Let $A\subseteq\mathbb{R}$, $p\in\mathbb{R}$. I proved that the following are equivalent:
- $\exists\left(x_{n}\right)_{n\in\mathbb{N}}\subseteq A\cap\left\{ p\right\} ^{c}$ such that $x_{n}\rightarrow p$
- $\text{hal}\left(p\right)\cap{^{*}}A\cap\left\{ p\right\} ^{c}\neq\emptyset$
- $\forall\epsilon\in\mathbb{R}_{>0},\#(B_{\epsilon}\left(p\right)\cap A)=\infty$
- $\forall\epsilon\in\mathbb{R}_{>0},B_{\epsilon}\left(p\right)\cap A\cap\left\{ p\right\} ^{c}\neq\emptyset$
- $p$ is a limit point of $A$
where $\text{hal}\left(p\right)$ is the set of the hyperreals infinitely close to $p$, ${^{*}}A$ is the hyperreal extension of $A$, $B_{\epsilon}\left(p\right):=(p-\epsilon,p+\epsilon)$.

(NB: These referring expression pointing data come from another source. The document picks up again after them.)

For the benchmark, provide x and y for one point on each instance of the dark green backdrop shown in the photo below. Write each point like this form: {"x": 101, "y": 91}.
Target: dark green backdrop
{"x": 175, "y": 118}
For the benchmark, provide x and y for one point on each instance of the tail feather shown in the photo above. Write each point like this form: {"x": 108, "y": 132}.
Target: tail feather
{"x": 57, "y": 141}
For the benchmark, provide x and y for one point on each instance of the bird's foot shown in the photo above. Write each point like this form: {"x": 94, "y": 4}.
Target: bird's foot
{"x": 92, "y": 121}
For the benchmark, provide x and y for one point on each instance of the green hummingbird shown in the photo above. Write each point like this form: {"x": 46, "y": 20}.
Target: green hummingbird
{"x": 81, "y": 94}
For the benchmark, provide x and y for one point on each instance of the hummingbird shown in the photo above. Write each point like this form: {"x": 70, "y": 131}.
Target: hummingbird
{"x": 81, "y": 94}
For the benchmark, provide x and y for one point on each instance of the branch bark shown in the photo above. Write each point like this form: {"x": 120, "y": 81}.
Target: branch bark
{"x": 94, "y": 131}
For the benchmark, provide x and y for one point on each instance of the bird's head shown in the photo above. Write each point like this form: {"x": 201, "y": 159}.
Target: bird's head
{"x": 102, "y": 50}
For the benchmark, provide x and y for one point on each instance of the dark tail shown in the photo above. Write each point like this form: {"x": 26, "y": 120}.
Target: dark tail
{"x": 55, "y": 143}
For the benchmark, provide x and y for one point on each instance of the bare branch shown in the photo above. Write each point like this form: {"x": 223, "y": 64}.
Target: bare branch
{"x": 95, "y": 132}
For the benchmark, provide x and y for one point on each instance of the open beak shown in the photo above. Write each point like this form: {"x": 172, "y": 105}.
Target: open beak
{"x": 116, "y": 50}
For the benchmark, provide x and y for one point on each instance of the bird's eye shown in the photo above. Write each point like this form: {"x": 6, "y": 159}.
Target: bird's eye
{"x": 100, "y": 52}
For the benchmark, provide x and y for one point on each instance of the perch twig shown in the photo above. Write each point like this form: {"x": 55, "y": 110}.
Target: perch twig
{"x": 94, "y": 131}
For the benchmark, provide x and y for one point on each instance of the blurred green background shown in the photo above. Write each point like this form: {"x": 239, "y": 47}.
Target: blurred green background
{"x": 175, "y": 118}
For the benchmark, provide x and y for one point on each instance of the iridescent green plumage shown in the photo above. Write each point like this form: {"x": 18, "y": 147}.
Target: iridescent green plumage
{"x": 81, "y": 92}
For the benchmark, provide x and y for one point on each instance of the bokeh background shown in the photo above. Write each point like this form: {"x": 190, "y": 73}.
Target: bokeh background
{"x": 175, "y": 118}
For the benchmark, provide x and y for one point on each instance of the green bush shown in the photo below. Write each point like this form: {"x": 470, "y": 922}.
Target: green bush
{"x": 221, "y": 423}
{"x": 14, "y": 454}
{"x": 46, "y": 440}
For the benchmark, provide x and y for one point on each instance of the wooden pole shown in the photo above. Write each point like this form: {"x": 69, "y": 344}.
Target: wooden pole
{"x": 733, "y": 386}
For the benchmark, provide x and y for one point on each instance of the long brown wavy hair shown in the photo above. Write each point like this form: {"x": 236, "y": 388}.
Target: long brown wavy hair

Clearly $\#(\text{hal}\left(p\right)\cap{^{*}}A)=\infty$ implies 2. My problem is: is the converse true?
Attempt 1: Suppose that $\exists x\in\text{hal}\left(p\right)\cap{^{*}}A\cap\left\{ p\right\} ^{c}$, i.e., $\exists\epsilon\in\mathbb{I}\smallsetminus\left\{ 0\right\}$ such that $p+\epsilon\in{^{*}}A$ (where $\mathbb{I}$ is the ring of infinitesimals). In particular, $A$ is infinite. If $p$ is an interior point of $A$, then $\forall n\in\mathbb{N}, p+n\epsilon\in{^{*}}A$. If not, I don't know how to find infinite members of $\text{hal}\left(p\right)\cap{^{*}}A$.
Attempt 2: Suppose that $\exists(x_n)_n\subseteq B_\epsilon(p)\cap A$, with all $x_n$ diferents and $\epsilon\in\mathbb{R}_{>0}$ fixed. I.e., $\forall n\in \mathbb{N},x_n\in B_\epsilon(p)\cap A$ and $\forall n\in \mathbb{N}, \forall m\in \mathbb{N}\smallsetminus{n}, x_n\neq x_m$. By transfer, I obtain infinite (differents) members of $^*A$, etc.
I also tried to find a counterexample, without luck. Examples:
- $A=\{1/n\}_{n\in\mathbb{N}}$, $p=0$. Then $(1/n)_{n\in \mathbb{N}}\rightarrow p$ but $\forall n\in\mathbb{N},1/n\in A$ implies $\forall n\in{^*}\mathbb{N},1/n\in{^*}A$ by transfer and $1/n\simeq p$ for $n\in\mathbb{N}_\infty$.
- Let $A$ be an interval with end points $a,b$ and let $p$ be a limit point of $A$ that it's not an interior point of $A$. Then $p\in\{a,b\}$ and therefore $\forall n\in\mathbb{N},a+n\epsilon\in\text{hal}\left(p\right)\cap{^{*}}A$ or $\forall n\in\mathbb{N},b-n\epsilon\in\text{hal}\left(p\right)\cap{^{*}}A$.
Okay, I solved it, and it's trivial, and it's a simple problem of calculus: if $x_{n}\rightarrow p$ then exists infinite differents $x_n$ (proof by contradicton). Then, by transfer, exists infinite differents $x_N$.
If someone want more details, tell me.